The Brass Armadillo, Inc.
- Company type: Private
- Industry: Retail
- Founded: 1992
- Headquarters: Ankeny, Iowa,
- Number of locations: 6 (2014)
- Key people: Larry Gottula, President Dave Briddle, Vice President
- Products: antiques, collectibles, gifts, vintage items and knicknacks
- Website: brassarmadillo.com

= The Brass Armadillo =

Chain of antique malls in Iowa, US

The Brass Armadillo Antique Mall is a privately held chain of antique malls based in Ankeny, Iowa, USA. The company was founded by Larry Gottula and Dave Briddle in 1992. The chain has six malls in Denver, Des Moines, Kansas City, Omaha, Phoenix, and the Phoenix suburb of Goodyear, Arizona. Vendors rent and run individual stalls to showcase antiques and collectibles, offering to shoppers the convenience of many sellers under one roof. All the stores are open daily, 9 a.m. to 9 p.m., with the exception of Christmas Day, and are located on major interstate highways in order to be visible to travelers. The stores range in size from 30,000 to 50,000 square feet, with 375-750 dealers in each mall selling a variety of items including furniture, glassware, clothing, paintings, knick-knacks, jewelry and dolls. Automotive memorabilia is also featured including model cars, die casts and toys, as are wedding collectibles and vintage items. The Brass Armadillo is notable as one of the first chains of antique malls.

== History ==
Larry Gottula, Brass Armadillo president, and Dave Briddle, vice president, have known each other since Gottula hired Briddle in 1980 to work at one of the Food 4 Less grocery franchises he developed and owned in Iowa. In 1985, he sold the operation to Holiday Corporation of Minneapolis. In 1992, Gottula and Briddle founded the Brass Armadillo Antique Malls. They opened their first mall in a 20,000-square-foot building in Des Moines. The second Brass Armadillo was in a space that Gottula owned in Ankeny.

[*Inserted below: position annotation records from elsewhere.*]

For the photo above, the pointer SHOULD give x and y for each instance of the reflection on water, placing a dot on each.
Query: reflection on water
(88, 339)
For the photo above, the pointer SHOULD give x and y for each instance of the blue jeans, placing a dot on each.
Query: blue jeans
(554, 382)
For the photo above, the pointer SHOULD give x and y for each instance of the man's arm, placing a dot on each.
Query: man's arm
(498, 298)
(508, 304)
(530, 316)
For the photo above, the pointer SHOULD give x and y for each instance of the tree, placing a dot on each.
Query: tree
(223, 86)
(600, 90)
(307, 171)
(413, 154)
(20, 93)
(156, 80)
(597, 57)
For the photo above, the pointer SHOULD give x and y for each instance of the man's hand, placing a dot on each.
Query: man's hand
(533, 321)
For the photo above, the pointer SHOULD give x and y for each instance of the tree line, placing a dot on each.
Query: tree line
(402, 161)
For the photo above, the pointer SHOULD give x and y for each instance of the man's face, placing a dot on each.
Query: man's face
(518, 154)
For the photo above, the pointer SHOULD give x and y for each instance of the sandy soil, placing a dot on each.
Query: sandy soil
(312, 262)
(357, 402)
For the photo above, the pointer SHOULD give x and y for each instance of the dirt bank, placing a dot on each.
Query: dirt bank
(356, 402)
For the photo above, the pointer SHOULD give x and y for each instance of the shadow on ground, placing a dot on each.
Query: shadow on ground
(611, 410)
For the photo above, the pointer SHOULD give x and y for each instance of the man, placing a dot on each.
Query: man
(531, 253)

The Omaha store is the prototype for each Brass Armadillo location which followed, all of which are located along interstate highways for ease of visibility and vehicle access.

== Notable Events ==
In May 2011, The Brass Armadillo Antique Mall in Denver, Colorado hosted the first interview with Mary Moorman in nearly 48 years. Ms. Moorman appeared on the online show The Stover Hour to discuss her perspective on one of the most historic events in US History: The assassination of John F. Kennedy. Ms. Moorman captured the event in three Polaroid photographs, but had been conspicuously silent when it came to media interviews. She even declined to speak with The Warren Commission. Her interview on The Stover Hour was streamed live online at iAntique.com to discuss her photographs as well as the camera she used to capture them.